En savoir plus sur Florian Burnier et Jonathan Ruga

 


Photo (William Fracheboud) : Jonathan Ruga, en compagnie de Stéphane Muller, au départ de la course handicap, dernière épreuve des 3 Jours de Genève.

Rayan Lazzarelli, vainqueur à l’Omnium genevois de cyclo-cross

A 11 ans, Rayan Lazzarelli est le premier membre de notre école de cyclisme naissante. Après s’être inscrit au Défi Boscardin sur les conseils de son institutrice, Rayan qui a pour l’instant donné sa préférence au VTT, a participé avec succès aux 3 courses de l’Omnium genevois de cyclocross dans la catégorie Ecoliers (VTT/cyclo-cross). En participant aux 3 manches, Rayan a profité du règlement qui favorise la régularité et remporte la catégorie U13 (ici appelée Benjamins).

En remportant sa catégorie, Rayan sauve l’honneur si on peut le dire ainsi par l’unique présence genevoise parmi les vainqueurs, tous issus des clubs français de la région Rhône-Alpes (voir photo).

Skieur en hiver, surfeur en été, Rayan pratique aussi le Break Dance.

Loïc Perizzolo – Frank Pasche, nouveaux Champions suisses de Madison

Ils ont pris leurs adversaires à la gorge d’entrée. En marquant le maximum de points lors des quatre premiers sprints, le couple Loïc Perizzolo – Frank Pasche avait marqué les esprits et posé leur emprise sur la course. Ils n’entendaient pas seulement jouer les premiers rôles mais viser tout simplement le titre.

On aurait pu s’attendre à une plus grande opposition des vainqueurs des 3 Jours d’Aigle, Théry Schir et Tristan Marguet, qui pour l’heure ne faisaient pas équipe ensemble. Les deux iront portant au charbon à partir de la mi-course pour tenter de prendre un tour et la tête du classement, mais ils buteront à chaque fois sur la vigilance des futurs vainqueurs mais aussi les autres équipes qui n’hésiteront pas à en profiter pour aller chercher des points.
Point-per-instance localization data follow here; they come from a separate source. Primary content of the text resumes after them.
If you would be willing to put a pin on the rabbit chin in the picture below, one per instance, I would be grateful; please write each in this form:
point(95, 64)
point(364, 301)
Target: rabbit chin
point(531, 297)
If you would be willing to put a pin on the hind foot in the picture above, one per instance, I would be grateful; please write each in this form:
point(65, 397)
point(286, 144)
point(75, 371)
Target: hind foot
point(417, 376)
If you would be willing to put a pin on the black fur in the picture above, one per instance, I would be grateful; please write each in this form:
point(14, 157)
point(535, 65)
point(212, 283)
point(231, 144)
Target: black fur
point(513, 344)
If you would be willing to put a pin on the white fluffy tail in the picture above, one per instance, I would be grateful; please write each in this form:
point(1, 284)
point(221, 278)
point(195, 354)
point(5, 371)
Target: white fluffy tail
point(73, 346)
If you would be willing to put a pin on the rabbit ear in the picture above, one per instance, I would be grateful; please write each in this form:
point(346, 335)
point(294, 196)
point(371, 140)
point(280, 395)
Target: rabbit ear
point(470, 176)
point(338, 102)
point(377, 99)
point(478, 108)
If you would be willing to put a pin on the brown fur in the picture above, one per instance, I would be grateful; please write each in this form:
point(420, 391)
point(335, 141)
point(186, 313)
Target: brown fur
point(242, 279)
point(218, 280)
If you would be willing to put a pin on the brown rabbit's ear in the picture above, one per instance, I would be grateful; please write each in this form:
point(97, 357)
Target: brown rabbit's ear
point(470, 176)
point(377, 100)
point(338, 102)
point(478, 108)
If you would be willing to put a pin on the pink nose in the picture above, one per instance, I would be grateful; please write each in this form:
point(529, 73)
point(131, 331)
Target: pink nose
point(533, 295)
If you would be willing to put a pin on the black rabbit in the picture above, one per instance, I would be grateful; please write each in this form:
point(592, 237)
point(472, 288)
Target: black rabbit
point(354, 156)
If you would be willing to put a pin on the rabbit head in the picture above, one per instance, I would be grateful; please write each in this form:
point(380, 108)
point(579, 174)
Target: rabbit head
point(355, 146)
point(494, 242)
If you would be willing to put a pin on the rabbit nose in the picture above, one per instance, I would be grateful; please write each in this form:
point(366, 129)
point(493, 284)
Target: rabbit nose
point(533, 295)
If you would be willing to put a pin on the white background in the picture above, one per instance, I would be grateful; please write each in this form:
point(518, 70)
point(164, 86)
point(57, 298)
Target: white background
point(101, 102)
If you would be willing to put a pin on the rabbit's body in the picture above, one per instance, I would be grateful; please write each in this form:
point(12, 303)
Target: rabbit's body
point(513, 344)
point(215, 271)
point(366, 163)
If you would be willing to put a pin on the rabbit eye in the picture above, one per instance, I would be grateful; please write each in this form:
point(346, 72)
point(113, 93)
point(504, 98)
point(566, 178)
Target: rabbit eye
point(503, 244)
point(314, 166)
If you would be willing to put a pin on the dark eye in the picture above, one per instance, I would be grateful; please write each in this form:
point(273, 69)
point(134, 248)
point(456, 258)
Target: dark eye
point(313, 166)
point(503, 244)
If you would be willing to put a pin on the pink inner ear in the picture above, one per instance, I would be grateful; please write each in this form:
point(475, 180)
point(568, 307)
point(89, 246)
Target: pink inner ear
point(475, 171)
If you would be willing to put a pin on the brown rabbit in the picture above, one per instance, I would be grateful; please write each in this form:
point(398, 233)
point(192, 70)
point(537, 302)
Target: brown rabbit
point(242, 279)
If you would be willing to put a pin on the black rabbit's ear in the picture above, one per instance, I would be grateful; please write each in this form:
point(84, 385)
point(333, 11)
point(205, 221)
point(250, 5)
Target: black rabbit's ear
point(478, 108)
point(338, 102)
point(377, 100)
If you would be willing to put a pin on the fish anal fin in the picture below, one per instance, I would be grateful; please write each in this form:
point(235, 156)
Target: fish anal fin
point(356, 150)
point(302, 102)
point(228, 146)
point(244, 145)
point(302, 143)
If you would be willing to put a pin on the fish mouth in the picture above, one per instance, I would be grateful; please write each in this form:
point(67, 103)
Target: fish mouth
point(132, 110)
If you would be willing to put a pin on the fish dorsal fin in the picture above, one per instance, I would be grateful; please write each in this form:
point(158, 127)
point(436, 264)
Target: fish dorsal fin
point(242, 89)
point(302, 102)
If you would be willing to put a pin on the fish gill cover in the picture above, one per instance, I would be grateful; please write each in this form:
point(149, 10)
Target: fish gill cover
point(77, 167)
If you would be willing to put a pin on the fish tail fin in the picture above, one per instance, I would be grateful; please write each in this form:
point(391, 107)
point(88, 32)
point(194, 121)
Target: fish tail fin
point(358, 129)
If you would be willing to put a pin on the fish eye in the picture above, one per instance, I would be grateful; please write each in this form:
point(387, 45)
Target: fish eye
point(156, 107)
A ce jeu, c’est la paire vaudoise Olivier Beer associé à Cyrille Thierry qui montera sur la seconde marche du podium sous les yeux d’Alfredo Maranesi venu encourager ses hommes. Avec trois hommes sur le podium, Frank Pasche est également membre du team tessinois, le président emblématique du VC Mendrisio-PL Valli arborait un large sourire. Un podium qui sera complété par Gaël Suter qui lui aussi faisait équipe avec un membre de son équipe, Jan-André Freuler.

Après un manque évident de réussite lors des 3 Jours d’Aigle, Loïc et Frank ont eu le mérite de démontrer qu’ils savaient rebondir. Ils l’ont fait de la plus belle manière. Maillots à croix blanche sur le dos et breloques d’or autour du cou, aucun des deux ne voulait bouder son plaisir une fois descendu du podium. Un moment rare qu’ils partageront, notamment avec Virginie, venue elle aussi soutenir Loïc.

Un grand merci à Michel Vaucher et à toute son équipe pour l’organisation de ce Championnat suisse qui, disputé en moins d’une heure pour les 50 km de la distance, devient le plus rapide de son histoire.